Set in pre-World War One London and Germany, between 1907 and 1913, Frieda explores a very different world, where familial and societal expectations based on gender, class and for some people as war grew closer, nationality. Caught between wanting to please herself, please her family and stay with her children, Frieda finds decisions will be made for her, at times without her knowledge, and she is driven to desperate lengths to see her children, enlisting friends to try and maintain a connection to them after she is cut off from them by the Weekley family.
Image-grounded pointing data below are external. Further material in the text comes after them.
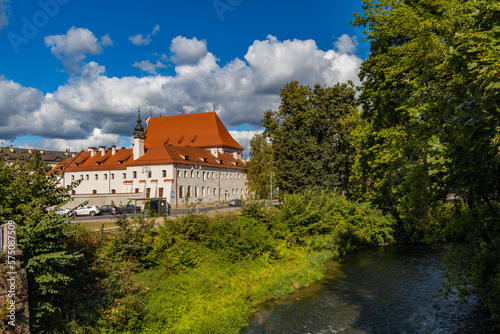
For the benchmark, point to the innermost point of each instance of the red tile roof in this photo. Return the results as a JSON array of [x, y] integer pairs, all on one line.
[[84, 162], [168, 154], [169, 140], [197, 130]]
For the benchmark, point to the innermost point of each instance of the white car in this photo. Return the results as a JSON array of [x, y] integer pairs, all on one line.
[[86, 210], [62, 211]]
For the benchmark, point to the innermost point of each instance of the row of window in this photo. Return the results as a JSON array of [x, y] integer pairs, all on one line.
[[208, 175], [205, 191], [149, 174]]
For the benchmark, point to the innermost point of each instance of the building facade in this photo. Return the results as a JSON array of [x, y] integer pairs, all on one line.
[[181, 157]]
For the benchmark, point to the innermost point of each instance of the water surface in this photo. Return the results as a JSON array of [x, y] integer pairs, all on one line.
[[391, 289]]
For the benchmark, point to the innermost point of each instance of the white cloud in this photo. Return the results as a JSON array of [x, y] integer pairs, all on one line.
[[4, 19], [139, 39], [346, 44], [73, 47], [97, 138], [188, 51], [243, 138], [149, 67], [240, 91]]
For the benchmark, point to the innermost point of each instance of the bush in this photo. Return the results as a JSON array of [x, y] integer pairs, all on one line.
[[310, 216]]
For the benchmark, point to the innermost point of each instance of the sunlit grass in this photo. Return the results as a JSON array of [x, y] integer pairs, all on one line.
[[219, 297]]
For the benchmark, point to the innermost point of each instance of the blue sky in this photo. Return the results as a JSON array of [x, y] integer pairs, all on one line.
[[74, 72]]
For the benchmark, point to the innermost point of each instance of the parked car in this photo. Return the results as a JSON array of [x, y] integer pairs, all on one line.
[[129, 208], [62, 211], [86, 210], [235, 202], [106, 209]]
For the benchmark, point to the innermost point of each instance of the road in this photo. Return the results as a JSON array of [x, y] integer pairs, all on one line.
[[173, 212]]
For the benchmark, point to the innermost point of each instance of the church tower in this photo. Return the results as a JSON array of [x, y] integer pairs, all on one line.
[[139, 136]]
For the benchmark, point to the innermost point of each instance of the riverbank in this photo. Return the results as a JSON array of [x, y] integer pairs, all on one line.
[[208, 273]]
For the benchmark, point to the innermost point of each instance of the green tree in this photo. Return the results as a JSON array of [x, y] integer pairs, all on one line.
[[26, 194], [430, 123], [259, 167], [309, 137]]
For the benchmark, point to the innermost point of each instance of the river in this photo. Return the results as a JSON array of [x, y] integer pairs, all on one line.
[[392, 289]]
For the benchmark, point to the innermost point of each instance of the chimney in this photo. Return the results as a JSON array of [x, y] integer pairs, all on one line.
[[102, 149], [214, 151], [139, 136], [92, 151]]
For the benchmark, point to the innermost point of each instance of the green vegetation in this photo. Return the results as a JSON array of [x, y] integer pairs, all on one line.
[[429, 129], [259, 168], [309, 135], [201, 274]]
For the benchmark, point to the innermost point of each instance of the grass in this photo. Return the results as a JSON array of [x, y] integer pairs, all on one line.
[[219, 297]]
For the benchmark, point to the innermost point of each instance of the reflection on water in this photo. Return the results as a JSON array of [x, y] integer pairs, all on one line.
[[384, 290]]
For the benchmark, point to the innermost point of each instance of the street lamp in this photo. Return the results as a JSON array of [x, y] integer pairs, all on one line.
[[271, 192]]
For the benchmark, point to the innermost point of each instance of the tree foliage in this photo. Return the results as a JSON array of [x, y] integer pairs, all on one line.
[[310, 137], [259, 167], [26, 194], [430, 122]]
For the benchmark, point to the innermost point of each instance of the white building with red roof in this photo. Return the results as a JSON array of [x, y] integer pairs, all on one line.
[[189, 155]]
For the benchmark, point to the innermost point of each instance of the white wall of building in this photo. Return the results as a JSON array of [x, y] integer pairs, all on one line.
[[209, 184]]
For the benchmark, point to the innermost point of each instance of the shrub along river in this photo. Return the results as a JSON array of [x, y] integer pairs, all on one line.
[[391, 289]]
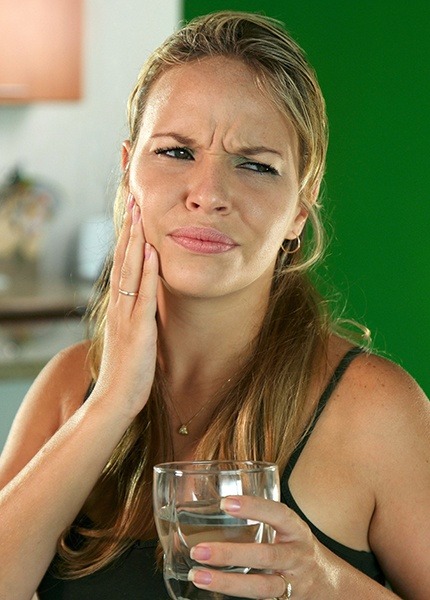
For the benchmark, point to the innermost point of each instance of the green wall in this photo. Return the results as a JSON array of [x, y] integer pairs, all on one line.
[[372, 59]]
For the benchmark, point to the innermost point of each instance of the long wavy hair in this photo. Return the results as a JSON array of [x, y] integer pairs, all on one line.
[[260, 414]]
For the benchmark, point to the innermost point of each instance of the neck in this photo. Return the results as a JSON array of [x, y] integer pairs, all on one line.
[[202, 340]]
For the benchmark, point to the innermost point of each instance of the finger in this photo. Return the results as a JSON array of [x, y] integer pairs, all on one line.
[[267, 557], [146, 301], [241, 585], [287, 524], [132, 266]]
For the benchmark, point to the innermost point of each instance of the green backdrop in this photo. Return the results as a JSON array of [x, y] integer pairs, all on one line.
[[372, 59]]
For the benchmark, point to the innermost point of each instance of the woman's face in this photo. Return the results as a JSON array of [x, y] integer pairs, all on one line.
[[215, 173]]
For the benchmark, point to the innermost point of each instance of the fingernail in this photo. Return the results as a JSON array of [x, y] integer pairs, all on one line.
[[230, 504], [200, 553], [200, 577], [135, 214], [130, 202]]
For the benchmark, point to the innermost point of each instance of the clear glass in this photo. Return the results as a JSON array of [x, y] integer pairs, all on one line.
[[187, 512]]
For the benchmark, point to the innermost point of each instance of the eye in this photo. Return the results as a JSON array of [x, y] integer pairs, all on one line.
[[259, 167], [176, 152]]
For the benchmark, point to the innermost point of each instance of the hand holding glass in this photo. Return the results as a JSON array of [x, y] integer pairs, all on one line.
[[187, 511]]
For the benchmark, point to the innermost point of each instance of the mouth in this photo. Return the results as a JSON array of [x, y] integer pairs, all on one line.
[[202, 240]]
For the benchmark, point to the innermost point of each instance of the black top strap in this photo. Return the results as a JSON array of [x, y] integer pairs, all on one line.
[[334, 380]]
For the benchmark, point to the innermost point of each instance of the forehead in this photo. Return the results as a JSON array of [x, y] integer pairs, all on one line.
[[218, 91]]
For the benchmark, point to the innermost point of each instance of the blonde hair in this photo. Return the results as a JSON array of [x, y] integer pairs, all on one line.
[[260, 416]]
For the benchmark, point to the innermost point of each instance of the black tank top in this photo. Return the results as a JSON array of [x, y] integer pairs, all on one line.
[[134, 575]]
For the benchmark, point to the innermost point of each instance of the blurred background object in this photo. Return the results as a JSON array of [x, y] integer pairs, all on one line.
[[52, 245]]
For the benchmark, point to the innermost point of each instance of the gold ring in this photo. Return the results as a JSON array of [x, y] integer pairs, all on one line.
[[288, 592]]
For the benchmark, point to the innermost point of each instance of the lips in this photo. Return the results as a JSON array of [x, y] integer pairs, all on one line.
[[203, 240]]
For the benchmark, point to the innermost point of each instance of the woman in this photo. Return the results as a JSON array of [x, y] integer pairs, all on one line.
[[209, 341]]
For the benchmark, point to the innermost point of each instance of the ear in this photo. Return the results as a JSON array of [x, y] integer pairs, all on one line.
[[299, 222], [125, 155]]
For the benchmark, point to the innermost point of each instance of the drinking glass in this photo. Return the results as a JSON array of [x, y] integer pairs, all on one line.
[[187, 511]]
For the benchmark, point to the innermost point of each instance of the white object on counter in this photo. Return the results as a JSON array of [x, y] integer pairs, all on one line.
[[95, 239]]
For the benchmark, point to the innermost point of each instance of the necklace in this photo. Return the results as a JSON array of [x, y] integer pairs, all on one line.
[[183, 428]]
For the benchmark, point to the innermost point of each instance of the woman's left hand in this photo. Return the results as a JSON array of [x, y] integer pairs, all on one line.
[[296, 554]]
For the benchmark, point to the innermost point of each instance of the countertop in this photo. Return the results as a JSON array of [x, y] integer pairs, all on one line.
[[37, 319]]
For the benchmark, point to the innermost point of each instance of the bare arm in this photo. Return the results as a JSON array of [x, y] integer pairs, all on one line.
[[45, 484], [388, 426]]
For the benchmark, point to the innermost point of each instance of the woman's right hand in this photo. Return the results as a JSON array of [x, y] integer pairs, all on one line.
[[130, 343]]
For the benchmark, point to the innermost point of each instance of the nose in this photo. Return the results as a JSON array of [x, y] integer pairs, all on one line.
[[209, 189]]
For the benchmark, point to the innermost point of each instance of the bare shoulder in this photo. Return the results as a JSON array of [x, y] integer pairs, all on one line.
[[54, 396], [388, 433], [379, 388]]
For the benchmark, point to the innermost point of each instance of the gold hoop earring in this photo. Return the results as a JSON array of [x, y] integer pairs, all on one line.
[[287, 250]]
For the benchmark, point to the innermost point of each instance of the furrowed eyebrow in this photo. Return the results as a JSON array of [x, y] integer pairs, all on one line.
[[253, 150], [242, 151], [181, 139]]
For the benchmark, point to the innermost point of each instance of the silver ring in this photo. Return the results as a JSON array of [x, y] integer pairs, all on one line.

As a work of historical fiction, Frieda uses a woman’s voice – one who fought against oppression in favour of desire – is intriguing and gives a new voice to the world, and one I had not heard of, and a story I had not heard of, despite hearing about the novel that was based on Frieda and Lawrence’s scandalous relationship. It explores the perspectives of Frieda, her husband, Ernest, and their three children – Barby, Monty and Elsa, but particularly the eldest – Monty and the youngest – Barby, as Frieda weaves in and out of their lives and between Nottingham and Metz in Germany, where her family tries to convince her to remain with Ernest and leave Lawrence. These are some of the scenes where she feels the restraint of what her aristocratic family and society expects of her, and the hinted at war to come, where there already feel like there are tensions between some people in England and Germany, even though the war is several years away from beginning.
Filled with a strong female voice, caught between love for a man she truly desires, love for her children and respect for her family, Friedaexplores the changing attitudes towards relationships, and how these changes started to occur during the early decades of the twentieth century, and the consequences that a woman like Frieda faced for having an affair and turning her back on her husband, rather than staying in a socially acceptable position to keep the peace, and maintain the order that society so desperately sought to cling to. But by following her heart, though the initial decision appeared to have been made without Frieda’s knowledge, with Lawrence taking it upon himself to inform Ernest, there was still an element of Frieda not having the freedom to make her own choices, when ironically, this is what she was aiming to do, even though it left her with some regrets about not being able to see her children until they turned twenty-one.
Frieda’s story has a happier ending than Abbs’ previous book – The Joyce Girl – in what would become known as inter-war Europe, where Frieda is reunited with her children, and is able to live her life with D.H. Lawrence and provided him with inspiration for his oft- banned book, Lady Chatterley’s Lover. This was an intriguing story that dealt with various aspects of society, the individual, the arts, love and family, and concluded with a hopeful ending where everything felt as though it had concluded nicely, and showed that Frieda had found the freedom she longed for, even if it had come with a price.